Pfc. William Z. Van Osdol, 23, of Pinson, Ala., died of wounds suffered following an enemy rocket striking his quarters in Ad Diwaniyah, Iraq, according to a Defense Department release. Van Osdol was assigned to the 172nd Infantry Brigade.
Spc. Joshua Loveland was injured in the attack but returned to duty after medical treatment, according to the unit’s official statement on the incident.
Vanosdol’s was the first hostile death in August, although three other U.S. soldiers died in nonhostile situations. Prior to Van Osdol’s death, the last U.S. soldier to die in a hostile situation was Staff Sgt. Johnny R. Polk, 39, of Gulfport, Miss., who died July 25 at Landstuhl Regional Medical Center. He was wounded when his vehicle was struck by an anti-tank grenade on July 23 in Kirkuk.
With four deaths, August is on pace to have the lowest number of U.S. military casualties since operations began in 2003.
A memorial ceremony for Van Osdol is scheduled for Sept. 1, at 10:30 a.m., at Ledward Chapel in Schweinfurt, according to Capt. Joshua Buchanan, rear detachment commander for the 1st Battalion, 2nd Infantry Regiment.
Pinson Valley High School Assistant Principle Karen Mardis only knew him for a few years after he transferred to the high school.
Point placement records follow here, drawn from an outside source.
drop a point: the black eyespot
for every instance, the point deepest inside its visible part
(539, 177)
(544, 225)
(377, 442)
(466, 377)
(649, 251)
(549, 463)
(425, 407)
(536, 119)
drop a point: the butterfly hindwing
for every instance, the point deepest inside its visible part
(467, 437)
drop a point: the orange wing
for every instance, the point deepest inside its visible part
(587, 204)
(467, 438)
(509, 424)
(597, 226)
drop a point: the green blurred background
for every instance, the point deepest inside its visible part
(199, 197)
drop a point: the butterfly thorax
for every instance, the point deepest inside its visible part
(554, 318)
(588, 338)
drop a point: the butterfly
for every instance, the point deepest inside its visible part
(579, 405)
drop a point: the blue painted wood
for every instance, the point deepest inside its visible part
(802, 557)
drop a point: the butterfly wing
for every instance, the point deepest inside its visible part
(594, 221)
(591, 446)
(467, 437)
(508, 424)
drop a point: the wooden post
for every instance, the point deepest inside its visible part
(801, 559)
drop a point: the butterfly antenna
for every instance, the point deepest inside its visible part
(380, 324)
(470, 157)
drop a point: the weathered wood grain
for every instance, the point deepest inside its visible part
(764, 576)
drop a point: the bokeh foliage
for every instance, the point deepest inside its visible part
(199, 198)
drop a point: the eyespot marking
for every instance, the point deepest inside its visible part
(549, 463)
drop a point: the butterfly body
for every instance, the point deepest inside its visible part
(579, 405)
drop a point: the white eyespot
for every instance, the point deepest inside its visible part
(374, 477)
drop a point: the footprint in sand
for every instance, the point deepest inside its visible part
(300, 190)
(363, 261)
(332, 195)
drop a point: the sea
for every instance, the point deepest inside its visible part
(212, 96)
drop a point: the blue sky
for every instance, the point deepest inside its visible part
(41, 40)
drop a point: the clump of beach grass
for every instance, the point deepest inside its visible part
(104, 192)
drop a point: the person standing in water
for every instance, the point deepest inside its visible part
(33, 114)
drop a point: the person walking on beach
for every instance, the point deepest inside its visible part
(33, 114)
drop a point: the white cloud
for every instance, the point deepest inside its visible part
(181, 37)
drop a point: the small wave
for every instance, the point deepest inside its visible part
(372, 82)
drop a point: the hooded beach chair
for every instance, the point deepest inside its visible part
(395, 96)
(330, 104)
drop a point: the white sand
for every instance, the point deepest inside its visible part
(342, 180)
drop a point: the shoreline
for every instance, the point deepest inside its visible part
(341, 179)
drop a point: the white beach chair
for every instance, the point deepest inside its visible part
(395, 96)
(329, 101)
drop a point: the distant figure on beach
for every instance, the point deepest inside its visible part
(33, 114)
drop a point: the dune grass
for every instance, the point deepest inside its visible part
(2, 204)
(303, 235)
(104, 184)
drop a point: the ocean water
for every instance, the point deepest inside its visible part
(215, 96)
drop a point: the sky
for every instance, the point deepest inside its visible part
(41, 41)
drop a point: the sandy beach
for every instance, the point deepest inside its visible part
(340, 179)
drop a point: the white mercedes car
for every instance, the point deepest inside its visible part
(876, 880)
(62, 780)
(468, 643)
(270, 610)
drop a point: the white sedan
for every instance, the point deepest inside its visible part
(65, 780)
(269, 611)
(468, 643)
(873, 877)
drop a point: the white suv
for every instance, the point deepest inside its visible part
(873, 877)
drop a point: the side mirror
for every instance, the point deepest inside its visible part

But she believes he was living the epic battle he dreamed of in her English class.
"When William really lit up is when we were talking about literature — especially stories about heroes or people who came from common backgrounds to do extraordinary things to change the world," Mardis told local news station ABC 33/40. "This may have been an end he would have chosen to make."
High school friend Michael Taylor lost his best man.
"He’d already started working on the best man speech and told me about it," said Taylor. "I already made him a promise 2 ½ years ago that I was going to let him to do the speech for me. I don’t know what I’m going to do."
Van Osdol will be buried in Alabama, according to local media reports. Van Osdol served as a member of the Maintenance Support Team from Company B, 172nd Support Battalion and was attached to the 1st Battalion, 2nd Infantry Regiment at Forward Operating Base Echo, according to the Army statement.
Survivors include his mother, Susan, and two sisters. His father died in mid-April, and Van Osdol was in Iraq at that time, according to The Birmingham News.